In retrospect, I should maybe have outsourced this part. But outsourcing content creation in French is something harder than outsourcing it in English (and more costly too). So I don’t know if the ROI would have been great with outsourcing. However, it’s something you should consider if you’re not interested in writing articles for your niche.
- Lesson #6: monetizing properly requires time and experimentation
I figured I would have people calculate their BMI, and then based on the results, display a small recommendation of an affiliate product (Basically if people are overweight, to display a fitness related ebook). The conversion rates were dismal.
Several people told me (on Hacker News and elsewhere) that it doesn’t work to show an affiliate offer so abruptly. You need to nurture your visitor. One advice that stuck and that I’ve tried to do something about was:
- partner with a fitness coach or somebody else who highly values your visitors (in this case, people concerned about weight)
- have him write a autoresponder by email, providing a combination of free tips and paid services (for examples, real gym membership)
- negotiate a fee for each subscriber you send to the partner
- entice people to give their email address by giving away a valuable resource for free. It could be for example tips about keeping track of your BMI (not that I can imagine many things about it!)

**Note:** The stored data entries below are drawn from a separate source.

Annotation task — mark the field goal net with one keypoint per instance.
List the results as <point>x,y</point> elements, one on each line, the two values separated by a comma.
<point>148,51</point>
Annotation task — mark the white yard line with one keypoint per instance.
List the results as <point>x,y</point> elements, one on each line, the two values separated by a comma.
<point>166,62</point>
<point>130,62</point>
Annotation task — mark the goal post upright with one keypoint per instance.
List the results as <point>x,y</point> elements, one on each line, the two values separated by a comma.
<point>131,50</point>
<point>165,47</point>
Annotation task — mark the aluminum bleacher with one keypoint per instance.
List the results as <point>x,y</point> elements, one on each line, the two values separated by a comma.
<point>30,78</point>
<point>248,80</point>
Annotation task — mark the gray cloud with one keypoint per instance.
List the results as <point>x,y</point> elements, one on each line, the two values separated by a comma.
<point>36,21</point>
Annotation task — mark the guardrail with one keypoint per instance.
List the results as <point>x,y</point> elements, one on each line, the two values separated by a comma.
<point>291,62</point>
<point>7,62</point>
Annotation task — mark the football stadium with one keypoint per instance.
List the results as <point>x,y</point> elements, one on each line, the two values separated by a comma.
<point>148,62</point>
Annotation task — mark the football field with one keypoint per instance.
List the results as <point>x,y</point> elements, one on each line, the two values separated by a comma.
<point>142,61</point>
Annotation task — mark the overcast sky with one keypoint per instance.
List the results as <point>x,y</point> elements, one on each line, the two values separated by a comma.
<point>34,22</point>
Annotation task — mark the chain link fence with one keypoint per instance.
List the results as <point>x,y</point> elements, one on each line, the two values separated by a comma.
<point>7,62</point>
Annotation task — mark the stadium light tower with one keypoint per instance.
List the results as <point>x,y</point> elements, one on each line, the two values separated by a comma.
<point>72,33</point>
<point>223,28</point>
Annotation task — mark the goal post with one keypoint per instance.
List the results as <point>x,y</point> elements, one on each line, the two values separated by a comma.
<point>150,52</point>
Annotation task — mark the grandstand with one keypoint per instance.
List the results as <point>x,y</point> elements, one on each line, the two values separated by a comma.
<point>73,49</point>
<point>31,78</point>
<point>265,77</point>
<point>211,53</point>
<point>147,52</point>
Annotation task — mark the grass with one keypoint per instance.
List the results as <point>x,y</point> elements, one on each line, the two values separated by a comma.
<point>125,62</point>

Unfortunately, I couldn’t get any partnerships going. Only 1 company replied and was not interested. So I was stuck with affiliate marketing for the time being. In the end, I did get some revenue based on affiliate offers. The month of January was very good with $170 of affiliate income (but it was a statistical anomaly, as many people went to the website in January (new year’s resolutions!). Check out my post about my websites’ funny statistics.
- Lesson #7: negotiation is under rated
Mickael wanted to buy the website. He actually owns Calculer Son Imc which is a competitor of my website.
He first asked me if I would sell it a few months ago, but I didn’t bother to reply since I still had ambitions to push the site and the revenues forward. He emailed me again in January and this time I did consider. Considering advice I read on the Internet about negotiations, I didn’t say my price first and instead asked for his price. He offered 1100 euros. I looked around on the Internet, looked at valuations of sites on Flippa and decided it was definitely not enough. So I counter offered at 2000 euros. After a few rounds, we did in the end settle for 1900 euros (2500 dollars), and I think we’re both happy with it.- I could free myself for a good price from a website I didn’t actually want to continue promoting, as I have many things on my plate now (mostly my new SAAS file sharing for small french businesses).- He gets a good asset for a reasonable price that will help him in his quest for French Body Mass Index market domination. I’m convinced the site is very under-monetized at the moment, and it could do well better with someone who can take proper care of it.Back to the mechanics of negotiation : always counter offer. If the other party doesn’t meet your price, then you can still lower it.
In the end, I’m really happy I’ve sold this website now, I’ve made some more cash to finance my current project and my expensive lifestyle in Paris (!), and I’ll try to keep an eye on how much time I spend on my side projects to evaluate the return on investment.